Mi amigo Eloy Velázquez necesita un elemento de partida lo suficientemente sugerente como impulso creador: el desgaste natural que el mar provoca en las maderas que arroja a las playas.
Sus esculturas surgen a partir de su visita a alguno de los «supermercados marítimos» que tiene perfectamente identificados en la costa santanderina. Es una forma de salirse de sí mismo en beneficio de la pura contemplación. Lo que observa en las maderas talladas caprichosamente por el mar le marca poderosamente el camino que va a llevar la obra, así el proceso estético resulta más sencillo, facilita la enajenación de lo particular (nuestras circunstancias) y permite la búsqueda de lo universal (la idea).

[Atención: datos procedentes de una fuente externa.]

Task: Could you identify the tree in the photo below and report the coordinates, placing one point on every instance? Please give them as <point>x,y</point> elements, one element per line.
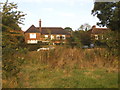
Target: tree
<point>11,18</point>
<point>12,38</point>
<point>108,14</point>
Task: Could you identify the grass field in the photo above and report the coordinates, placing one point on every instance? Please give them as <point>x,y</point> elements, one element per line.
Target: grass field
<point>65,69</point>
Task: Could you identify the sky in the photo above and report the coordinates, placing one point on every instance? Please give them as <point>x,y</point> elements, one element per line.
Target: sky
<point>56,13</point>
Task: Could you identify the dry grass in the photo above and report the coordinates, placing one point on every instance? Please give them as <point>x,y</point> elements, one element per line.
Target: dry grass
<point>61,63</point>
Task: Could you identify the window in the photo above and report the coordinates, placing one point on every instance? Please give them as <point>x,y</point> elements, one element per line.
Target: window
<point>52,37</point>
<point>96,37</point>
<point>32,35</point>
<point>57,36</point>
<point>46,36</point>
<point>63,37</point>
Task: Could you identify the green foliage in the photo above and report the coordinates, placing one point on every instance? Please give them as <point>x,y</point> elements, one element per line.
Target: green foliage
<point>108,14</point>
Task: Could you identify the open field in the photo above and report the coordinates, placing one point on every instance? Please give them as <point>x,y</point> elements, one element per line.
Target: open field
<point>66,68</point>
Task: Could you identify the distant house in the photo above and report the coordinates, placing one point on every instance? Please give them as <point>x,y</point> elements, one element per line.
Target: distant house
<point>46,34</point>
<point>97,33</point>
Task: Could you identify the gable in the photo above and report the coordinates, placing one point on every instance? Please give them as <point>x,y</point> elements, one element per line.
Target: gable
<point>32,29</point>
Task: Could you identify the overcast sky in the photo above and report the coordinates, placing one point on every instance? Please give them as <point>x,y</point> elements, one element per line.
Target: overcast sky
<point>56,13</point>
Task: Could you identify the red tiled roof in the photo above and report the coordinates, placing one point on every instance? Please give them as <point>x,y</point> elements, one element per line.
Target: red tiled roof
<point>47,30</point>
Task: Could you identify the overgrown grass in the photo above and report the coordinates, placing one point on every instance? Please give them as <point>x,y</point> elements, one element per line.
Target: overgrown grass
<point>66,68</point>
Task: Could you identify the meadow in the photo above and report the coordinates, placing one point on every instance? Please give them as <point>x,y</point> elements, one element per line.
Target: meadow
<point>65,68</point>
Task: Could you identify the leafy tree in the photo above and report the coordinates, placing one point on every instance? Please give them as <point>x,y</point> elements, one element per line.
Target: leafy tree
<point>12,38</point>
<point>108,14</point>
<point>11,18</point>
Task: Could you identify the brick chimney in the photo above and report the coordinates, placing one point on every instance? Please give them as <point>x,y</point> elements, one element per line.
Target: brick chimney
<point>40,25</point>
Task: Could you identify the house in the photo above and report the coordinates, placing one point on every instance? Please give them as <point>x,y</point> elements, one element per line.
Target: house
<point>97,33</point>
<point>52,35</point>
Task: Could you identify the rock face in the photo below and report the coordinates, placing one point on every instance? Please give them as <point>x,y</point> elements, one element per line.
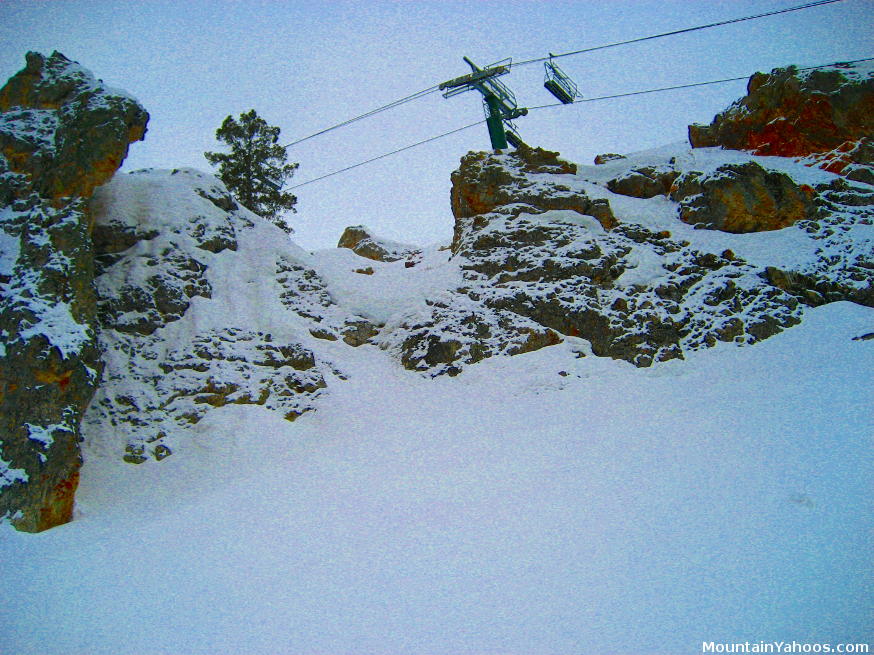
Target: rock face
<point>533,275</point>
<point>741,198</point>
<point>525,178</point>
<point>62,133</point>
<point>792,113</point>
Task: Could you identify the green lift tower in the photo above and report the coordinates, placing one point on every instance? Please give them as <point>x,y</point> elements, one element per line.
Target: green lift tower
<point>498,101</point>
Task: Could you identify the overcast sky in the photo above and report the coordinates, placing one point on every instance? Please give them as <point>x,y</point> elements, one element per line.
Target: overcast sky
<point>305,66</point>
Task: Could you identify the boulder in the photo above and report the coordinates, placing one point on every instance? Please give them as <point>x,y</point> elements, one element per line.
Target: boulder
<point>644,182</point>
<point>487,183</point>
<point>62,133</point>
<point>607,156</point>
<point>793,113</point>
<point>360,240</point>
<point>535,273</point>
<point>741,198</point>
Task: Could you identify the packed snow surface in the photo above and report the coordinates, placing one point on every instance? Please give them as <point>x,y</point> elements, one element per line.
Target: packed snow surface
<point>533,504</point>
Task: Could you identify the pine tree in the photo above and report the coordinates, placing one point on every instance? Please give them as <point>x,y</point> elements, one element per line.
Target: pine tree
<point>255,169</point>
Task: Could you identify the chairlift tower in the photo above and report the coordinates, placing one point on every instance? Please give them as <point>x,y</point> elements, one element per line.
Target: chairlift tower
<point>498,101</point>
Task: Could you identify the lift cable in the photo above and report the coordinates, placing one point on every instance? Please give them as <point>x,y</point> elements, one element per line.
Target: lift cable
<point>808,5</point>
<point>558,104</point>
<point>685,86</point>
<point>432,89</point>
<point>388,154</point>
<point>396,103</point>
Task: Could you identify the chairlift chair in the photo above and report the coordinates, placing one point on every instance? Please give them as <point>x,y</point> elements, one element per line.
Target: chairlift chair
<point>559,84</point>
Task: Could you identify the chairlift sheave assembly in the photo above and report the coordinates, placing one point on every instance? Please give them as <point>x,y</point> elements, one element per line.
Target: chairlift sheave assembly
<point>499,102</point>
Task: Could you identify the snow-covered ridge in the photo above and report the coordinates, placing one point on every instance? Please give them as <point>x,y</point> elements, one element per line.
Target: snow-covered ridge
<point>198,296</point>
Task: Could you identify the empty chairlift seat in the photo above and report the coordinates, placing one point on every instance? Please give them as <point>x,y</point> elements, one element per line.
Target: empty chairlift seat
<point>559,84</point>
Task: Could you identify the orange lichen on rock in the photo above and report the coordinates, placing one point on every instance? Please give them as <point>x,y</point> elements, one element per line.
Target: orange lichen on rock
<point>792,113</point>
<point>58,506</point>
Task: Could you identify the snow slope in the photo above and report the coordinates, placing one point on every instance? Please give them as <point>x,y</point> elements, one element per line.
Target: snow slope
<point>548,502</point>
<point>512,509</point>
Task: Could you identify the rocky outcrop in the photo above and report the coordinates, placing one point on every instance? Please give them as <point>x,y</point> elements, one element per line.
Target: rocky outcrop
<point>534,276</point>
<point>607,156</point>
<point>852,159</point>
<point>741,198</point>
<point>174,253</point>
<point>793,113</point>
<point>359,240</point>
<point>644,181</point>
<point>525,180</point>
<point>62,133</point>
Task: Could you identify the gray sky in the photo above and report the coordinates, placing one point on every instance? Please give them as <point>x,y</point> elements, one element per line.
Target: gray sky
<point>307,65</point>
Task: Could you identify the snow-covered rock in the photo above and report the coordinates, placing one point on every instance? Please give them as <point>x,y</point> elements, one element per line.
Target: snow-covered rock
<point>644,287</point>
<point>62,133</point>
<point>196,313</point>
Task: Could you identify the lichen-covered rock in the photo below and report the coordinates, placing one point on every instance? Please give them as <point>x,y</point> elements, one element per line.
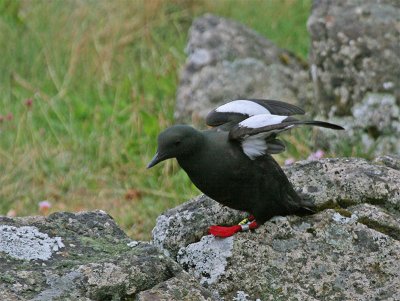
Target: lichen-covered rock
<point>189,222</point>
<point>322,257</point>
<point>342,182</point>
<point>350,251</point>
<point>354,50</point>
<point>373,126</point>
<point>226,61</point>
<point>83,256</point>
<point>183,287</point>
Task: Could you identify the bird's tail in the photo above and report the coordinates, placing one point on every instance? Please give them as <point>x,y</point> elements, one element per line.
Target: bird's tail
<point>323,124</point>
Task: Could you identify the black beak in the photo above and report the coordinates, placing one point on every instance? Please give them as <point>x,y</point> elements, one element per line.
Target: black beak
<point>156,159</point>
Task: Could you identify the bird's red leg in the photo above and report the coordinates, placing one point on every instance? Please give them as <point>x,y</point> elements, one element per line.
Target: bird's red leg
<point>221,231</point>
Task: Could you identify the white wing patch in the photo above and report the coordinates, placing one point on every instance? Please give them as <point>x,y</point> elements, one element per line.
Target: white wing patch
<point>254,146</point>
<point>243,107</point>
<point>261,120</point>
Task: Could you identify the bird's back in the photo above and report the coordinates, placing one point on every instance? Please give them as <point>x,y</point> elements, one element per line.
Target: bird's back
<point>228,176</point>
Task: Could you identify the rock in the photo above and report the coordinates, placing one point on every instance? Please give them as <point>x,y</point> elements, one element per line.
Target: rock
<point>83,256</point>
<point>350,250</point>
<point>354,50</point>
<point>183,287</point>
<point>189,222</point>
<point>373,127</point>
<point>343,182</point>
<point>226,60</point>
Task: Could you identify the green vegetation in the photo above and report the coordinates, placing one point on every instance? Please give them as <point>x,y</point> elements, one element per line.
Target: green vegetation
<point>86,86</point>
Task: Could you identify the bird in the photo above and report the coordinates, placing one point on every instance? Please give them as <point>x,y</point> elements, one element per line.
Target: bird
<point>231,161</point>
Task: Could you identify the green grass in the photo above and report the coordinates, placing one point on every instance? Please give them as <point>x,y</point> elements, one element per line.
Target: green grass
<point>102,76</point>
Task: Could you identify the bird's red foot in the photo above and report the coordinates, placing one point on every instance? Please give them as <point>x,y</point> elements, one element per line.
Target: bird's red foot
<point>220,231</point>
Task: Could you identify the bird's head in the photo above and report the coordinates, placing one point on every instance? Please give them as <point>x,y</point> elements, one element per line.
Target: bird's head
<point>176,141</point>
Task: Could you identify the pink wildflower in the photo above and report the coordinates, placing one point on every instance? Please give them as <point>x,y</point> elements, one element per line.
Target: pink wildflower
<point>44,206</point>
<point>289,161</point>
<point>29,102</point>
<point>317,155</point>
<point>12,213</point>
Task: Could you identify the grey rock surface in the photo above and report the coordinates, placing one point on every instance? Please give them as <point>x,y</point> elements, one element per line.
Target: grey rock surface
<point>183,287</point>
<point>349,250</point>
<point>373,126</point>
<point>83,256</point>
<point>355,49</point>
<point>189,222</point>
<point>227,61</point>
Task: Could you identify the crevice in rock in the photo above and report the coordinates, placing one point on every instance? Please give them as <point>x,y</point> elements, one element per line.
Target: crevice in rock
<point>384,229</point>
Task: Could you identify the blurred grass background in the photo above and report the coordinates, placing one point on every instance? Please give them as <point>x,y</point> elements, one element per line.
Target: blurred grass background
<point>86,86</point>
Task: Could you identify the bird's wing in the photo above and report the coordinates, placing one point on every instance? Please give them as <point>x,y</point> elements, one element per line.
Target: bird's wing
<point>230,114</point>
<point>257,133</point>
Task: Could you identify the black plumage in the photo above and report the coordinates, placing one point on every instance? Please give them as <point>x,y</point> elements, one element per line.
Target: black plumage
<point>231,163</point>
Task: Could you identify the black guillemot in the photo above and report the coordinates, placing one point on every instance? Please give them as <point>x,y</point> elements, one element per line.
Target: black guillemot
<point>232,163</point>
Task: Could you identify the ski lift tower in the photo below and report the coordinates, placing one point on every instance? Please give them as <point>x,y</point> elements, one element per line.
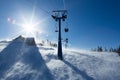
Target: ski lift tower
<point>59,15</point>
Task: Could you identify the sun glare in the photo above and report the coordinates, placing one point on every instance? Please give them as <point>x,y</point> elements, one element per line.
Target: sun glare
<point>28,28</point>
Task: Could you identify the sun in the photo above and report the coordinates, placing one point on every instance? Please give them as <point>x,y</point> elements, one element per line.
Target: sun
<point>29,28</point>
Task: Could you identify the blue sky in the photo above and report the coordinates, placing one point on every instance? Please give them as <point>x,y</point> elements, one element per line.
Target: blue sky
<point>91,22</point>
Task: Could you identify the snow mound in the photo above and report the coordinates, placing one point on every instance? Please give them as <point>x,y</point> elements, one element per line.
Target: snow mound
<point>19,61</point>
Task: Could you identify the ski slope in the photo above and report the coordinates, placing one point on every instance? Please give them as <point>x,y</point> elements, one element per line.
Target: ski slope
<point>20,61</point>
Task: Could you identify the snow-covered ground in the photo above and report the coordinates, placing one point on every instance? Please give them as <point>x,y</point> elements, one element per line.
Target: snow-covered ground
<point>19,61</point>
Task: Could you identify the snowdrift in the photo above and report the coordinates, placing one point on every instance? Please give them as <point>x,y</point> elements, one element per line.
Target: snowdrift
<point>21,60</point>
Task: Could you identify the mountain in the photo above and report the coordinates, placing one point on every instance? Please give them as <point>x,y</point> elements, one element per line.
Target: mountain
<point>23,59</point>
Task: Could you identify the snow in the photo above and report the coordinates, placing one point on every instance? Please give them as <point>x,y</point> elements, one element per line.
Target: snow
<point>20,61</point>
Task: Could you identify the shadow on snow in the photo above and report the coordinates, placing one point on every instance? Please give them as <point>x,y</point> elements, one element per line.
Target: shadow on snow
<point>30,56</point>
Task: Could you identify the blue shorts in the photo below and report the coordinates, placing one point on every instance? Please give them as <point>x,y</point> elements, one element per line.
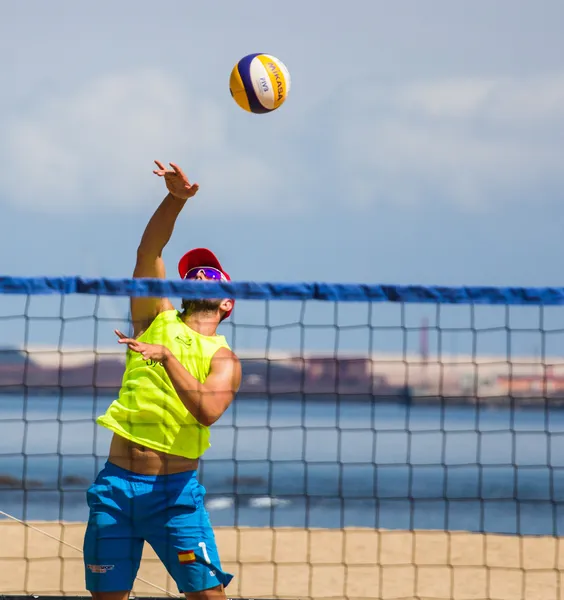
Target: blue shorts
<point>167,511</point>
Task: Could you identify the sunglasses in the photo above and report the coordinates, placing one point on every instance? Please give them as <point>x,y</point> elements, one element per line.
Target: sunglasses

Las esculturas que salen de sus manos tienen la impronta de los años que su colega el mar ha ido modelando. En inicio son estructuras sugerentes que excitan su exquisita sensibilidad, y le transportan a un estado de conciencia superior. En esa situación trabaja siempre fiel a la coherencia interna que le marca el devenir de los cambios formales que experimentan los materiales según los va manipulando. El resultado es una legión de personajes sorprendentes, habitantes deun mundo irreal, con la característica común, si se observan con la devoción precisa, de resultar mucho más reales que el mundo visible que nos rodea. No pretenden manifestar otra cosa que su propia existencia, como testimonios atemporales de la colaboración de dos colosos de la escultura. En esta muestra en la galería Balta, la cuarta que realizamos juntos, tras las de Amsterdam, Berlín y Madrid, las esculturas de Eloy Velazquez y mis pinturas respiran el mismo aire santanderino, reforzando mutuamente sus cualidades plásticas y espaciales. Ambas son obras recientes, que tienen una referencia no explícita a los mares interiores de los que surgen. Las mías tras la inmersión de casi tres meses en la ría de Ortigueira, las de Eloy de una vida con el colega marinero que le acompaña siempre.